Police have identified the UCLA gunman responsible for opening fire in the campus’ engineering building who then took his own life Wednesday night. Police found a “kill list” at the UCLA shooter’s home that included the two slain victims and a professor who is unharmed, according to The Washington Post. Mainak Sarkar, a 38-year-old Ph.D. graduate of the program, also shot a woman where he was living in Minnesota who police later found dead from gunshot wounds in her home. Sarkar then drove 2,000 miles to Los Angeles with two semiautomatic handguns and multiple ammunition refills, where he shot his former UCLA engineering professor William S. Klug multiple times in a “small office.” He then shot himself, and detectives found a note next to both bodies listing Sarkar’s Minnesota address and a request to check on his cat. The local woman’s identity or relationship with Sarkar will not be released until police notify her next of kin.

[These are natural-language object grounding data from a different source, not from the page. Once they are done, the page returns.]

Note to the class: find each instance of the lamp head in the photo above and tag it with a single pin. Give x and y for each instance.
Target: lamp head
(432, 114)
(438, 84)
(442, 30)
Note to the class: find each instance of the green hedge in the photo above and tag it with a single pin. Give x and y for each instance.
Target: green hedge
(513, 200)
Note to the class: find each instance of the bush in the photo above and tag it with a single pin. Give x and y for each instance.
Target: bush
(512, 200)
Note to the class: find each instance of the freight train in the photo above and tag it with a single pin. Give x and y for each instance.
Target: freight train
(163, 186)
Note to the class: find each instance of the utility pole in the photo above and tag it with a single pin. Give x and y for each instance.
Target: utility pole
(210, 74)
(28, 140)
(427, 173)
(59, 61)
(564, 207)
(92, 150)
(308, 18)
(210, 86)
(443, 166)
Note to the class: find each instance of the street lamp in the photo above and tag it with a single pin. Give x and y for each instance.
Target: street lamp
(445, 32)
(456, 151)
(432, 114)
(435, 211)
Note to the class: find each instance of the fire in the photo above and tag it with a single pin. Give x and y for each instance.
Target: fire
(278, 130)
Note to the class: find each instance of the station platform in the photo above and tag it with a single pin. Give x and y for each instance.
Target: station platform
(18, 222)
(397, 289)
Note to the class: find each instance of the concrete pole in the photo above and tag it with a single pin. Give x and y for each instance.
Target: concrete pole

The shooting prompted a two-hour lockdown on campus Wednesday morning, where students hid in their classrooms, barricading the doors to protect themselves.

Sarkar’s social media presence offered glimpses into his feelings towards his former professor, where he said: “William Klug, UCLA professor is not the kind of person when you think of a professor. He is a very sick person. I urge every new student coming to UCLA to stay away from this guy. He made me really sick. Your enemy is my enemy. But your friend can do a lot more harm. Be careful about whom you trust.”

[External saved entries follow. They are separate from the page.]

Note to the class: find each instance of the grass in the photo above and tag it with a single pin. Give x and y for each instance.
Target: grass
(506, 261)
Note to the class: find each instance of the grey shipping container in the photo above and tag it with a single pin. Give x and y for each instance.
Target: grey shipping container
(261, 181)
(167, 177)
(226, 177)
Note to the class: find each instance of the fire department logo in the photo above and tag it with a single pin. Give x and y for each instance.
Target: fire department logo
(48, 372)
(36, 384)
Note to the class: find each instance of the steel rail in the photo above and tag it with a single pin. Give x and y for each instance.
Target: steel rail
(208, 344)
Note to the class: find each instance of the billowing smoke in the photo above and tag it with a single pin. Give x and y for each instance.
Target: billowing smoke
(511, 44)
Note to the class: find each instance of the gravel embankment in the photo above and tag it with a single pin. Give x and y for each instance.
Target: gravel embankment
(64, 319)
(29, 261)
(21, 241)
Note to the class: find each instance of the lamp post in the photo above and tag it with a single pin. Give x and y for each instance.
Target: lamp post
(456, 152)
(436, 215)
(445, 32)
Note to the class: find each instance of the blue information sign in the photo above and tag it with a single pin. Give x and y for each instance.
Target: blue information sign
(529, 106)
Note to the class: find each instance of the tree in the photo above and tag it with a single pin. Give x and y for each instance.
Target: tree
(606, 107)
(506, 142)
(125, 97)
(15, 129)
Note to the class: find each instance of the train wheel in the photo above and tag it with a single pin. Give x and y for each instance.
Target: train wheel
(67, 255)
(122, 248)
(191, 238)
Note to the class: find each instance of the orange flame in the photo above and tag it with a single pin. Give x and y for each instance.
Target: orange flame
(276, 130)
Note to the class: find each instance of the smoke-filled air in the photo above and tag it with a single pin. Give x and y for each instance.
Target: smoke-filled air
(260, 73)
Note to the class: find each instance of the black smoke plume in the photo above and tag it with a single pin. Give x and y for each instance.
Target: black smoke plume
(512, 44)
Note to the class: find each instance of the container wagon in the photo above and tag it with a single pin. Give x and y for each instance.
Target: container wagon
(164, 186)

Police say he accused his professor of stealing his computer code and giving it to someone else. The Los Angeles Times reports a source refuting those claims, describing Klug as a “kind and caring man” who worked tirelessly to help Sarkar with his dissertation, even though Sarkar’s work was “not stellar.”

Charlie Beck, Chief of the Los Angeles Police Department, told The Washington Post: “Everybody tries to look for a good reason for this. There is no good reason for this. This is a mental issue, mental derangement.”

Whether you agree with conservative commentator Anne Coulter’s bold statement that “guns don’t kill people — the mentally ill do” is irrelevant, because someone living with enough pain and anger to commit unspeakable crimes needs more help than scrutiny. The American Journal of Public Health addresses questions of whether Sandy Hook shooter Adam Lanza was an undiagnosed schizophrenic or “just” a loner. Expending efforts to fruitlessly label behavior fails to address the larger problem that the mentally ill aren’t getting the help they desperately need.

Given that untreated mental health issues seem to be the common concern at the core of many recent mass murders, it’s time we a) tighten firearm laws and b) provide wider access to mental health treatment facilities as a measure of preventing these tragedies from happening altogether. You don’t need a formal diagnosis to seek help. According to the Gun Violence Archive, there have been 5,495 firearm-related deaths in the U.S. this year, and it’s only June.

But GoFundMe pages (like this one) to support Klug’s two children through college are a necessary reminder that victims are so much more than a statistic, and we need to work harder at the local and federal level to keep their legacies alive.